Cet article complète l’entrée fondatrice « Les Alephs – les feux premiers de l’absolu », en approfondissant leur fonction dans l’univers central.
Les Alephs sont définis comme des réalités absolues provenant de l’univers central. Ils sont totalement indépendants des mondes extérieurs et constituent les composantes éternelles de tous les attributs que l’homme a historiquement regroupés sous le terme de « Dieu ». Les Alephs ne sont ni des entités spirituelles, ni des archétypes symboliques, mais des principes de force absolue antérieurs à toute création.
Il existe sept Alephs dans l’univers. Ils se répartissent en deux catégories distinctes. Les trois Alephs secondaires sont les seuls actuellement manifestés dans notre galaxie. Ils correspondent aux principes de Volonté, d’Amour et d’Intelligence et fonctionnent en harmonie parfaite. Cette tri-unité est à l’origine de ce que l’humanité a perçu comme la divinité. Les quatre Alephs primaires, quant à eux, demeurent non manifestés. La divinité ne pourra être considérée comme absolument absolue que lorsque l’ensemble des sept Alephs sera manifesté, ce qui implique le retour intégral de toutes les entités évolutives à la Lumière.
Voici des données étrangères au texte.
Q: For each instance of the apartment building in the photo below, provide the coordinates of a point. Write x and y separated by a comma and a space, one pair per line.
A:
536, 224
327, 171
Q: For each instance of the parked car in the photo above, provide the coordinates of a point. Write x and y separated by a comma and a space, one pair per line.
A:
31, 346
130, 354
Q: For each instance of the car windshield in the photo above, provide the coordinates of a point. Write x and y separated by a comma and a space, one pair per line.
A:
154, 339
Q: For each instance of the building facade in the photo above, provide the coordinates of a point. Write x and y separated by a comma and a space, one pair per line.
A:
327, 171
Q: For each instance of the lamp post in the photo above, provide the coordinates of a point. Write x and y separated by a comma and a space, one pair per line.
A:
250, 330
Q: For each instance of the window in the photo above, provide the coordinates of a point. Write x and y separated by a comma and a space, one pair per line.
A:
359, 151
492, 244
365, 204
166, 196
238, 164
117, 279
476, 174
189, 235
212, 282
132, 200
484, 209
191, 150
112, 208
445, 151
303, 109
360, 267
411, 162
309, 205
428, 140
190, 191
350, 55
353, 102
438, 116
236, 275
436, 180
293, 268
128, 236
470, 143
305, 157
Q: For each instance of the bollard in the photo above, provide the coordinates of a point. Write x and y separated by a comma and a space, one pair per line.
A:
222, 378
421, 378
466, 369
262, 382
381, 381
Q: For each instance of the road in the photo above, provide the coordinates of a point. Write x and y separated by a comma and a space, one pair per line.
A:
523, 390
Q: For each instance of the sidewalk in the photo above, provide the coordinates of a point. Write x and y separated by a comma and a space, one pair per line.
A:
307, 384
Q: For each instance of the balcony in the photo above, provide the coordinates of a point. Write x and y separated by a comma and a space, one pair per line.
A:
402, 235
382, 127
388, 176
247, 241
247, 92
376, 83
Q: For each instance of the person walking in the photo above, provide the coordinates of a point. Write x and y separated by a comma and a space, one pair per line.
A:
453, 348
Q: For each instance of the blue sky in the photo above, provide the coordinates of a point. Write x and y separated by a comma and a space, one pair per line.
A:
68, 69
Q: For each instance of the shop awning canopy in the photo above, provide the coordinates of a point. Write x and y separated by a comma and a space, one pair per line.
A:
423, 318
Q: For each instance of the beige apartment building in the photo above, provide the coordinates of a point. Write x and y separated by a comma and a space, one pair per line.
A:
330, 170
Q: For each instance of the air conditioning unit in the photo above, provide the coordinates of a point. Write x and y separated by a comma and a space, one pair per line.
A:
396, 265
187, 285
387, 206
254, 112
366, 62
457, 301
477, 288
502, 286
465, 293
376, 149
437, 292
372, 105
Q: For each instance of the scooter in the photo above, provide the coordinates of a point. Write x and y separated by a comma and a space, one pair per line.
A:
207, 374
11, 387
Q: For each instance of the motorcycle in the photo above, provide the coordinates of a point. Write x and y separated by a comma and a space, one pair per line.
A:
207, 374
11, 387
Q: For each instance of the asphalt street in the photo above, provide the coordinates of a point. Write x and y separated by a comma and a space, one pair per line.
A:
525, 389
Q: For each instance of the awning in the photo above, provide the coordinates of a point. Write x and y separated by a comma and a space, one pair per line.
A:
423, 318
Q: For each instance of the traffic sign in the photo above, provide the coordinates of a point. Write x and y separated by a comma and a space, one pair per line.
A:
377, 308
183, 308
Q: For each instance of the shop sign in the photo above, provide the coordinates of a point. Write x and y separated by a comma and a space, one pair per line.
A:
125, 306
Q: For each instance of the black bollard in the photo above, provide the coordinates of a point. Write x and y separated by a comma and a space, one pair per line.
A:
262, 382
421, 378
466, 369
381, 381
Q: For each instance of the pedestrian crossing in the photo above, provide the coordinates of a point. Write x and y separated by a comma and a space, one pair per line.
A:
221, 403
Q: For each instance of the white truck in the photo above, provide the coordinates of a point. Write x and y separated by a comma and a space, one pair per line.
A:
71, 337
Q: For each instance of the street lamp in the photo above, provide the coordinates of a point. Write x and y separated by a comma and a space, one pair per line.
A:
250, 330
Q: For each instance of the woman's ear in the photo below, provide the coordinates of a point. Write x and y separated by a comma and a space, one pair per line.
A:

Les Alephs sont décrits comme des feux universels. Ils ne relèvent pas de l’énergie au sens humain du terme, mais de la Force. Là où l’homme parle d’énergie, Bernard de Montréal précise qu’il s’agit en réalité de Force, c’est-à-dire du pouvoir de déplacer, d’orienter et de structurer l’énergie dans les mondes. L’univers central est entouré d’un champ gravitationnel empêchant la lumière de s’en échapper, ce qui confère aux Alephs leur caractère absolu et non relatif.
Sur le plan cosmique, les Alephs remplissent une fonction mécanique et régulatrice. Leur feu détermine l’orientation de la lumière dans les sphères et conditionne la formation des galaxies. Le mouvement aléphique est hors du temps ; selon les cycles, certains Alephs génèrent le mouvement, d’autres la lumière, et d’autres encore la synthèse des deux. Cette mécanique constitue ce que Bernard de Montréal appelle la science du divin oratoire, soit la compréhension technique de l’organisation atomique de la conscience des rayons et des Alephs.
Les Alephs sont des intelligences pré-personnelles. Ils peuvent adopter toute forme nécessaire à la canalisation de l’énergie cosmique, mais leurs mouvements sont faits de substances si éthérisées qu’ils échappent même à la compréhension directe des êtres immortels. Seuls les ajusteurs de pensée ou homologues peuvent en saisir la trajectoire et la dynamique.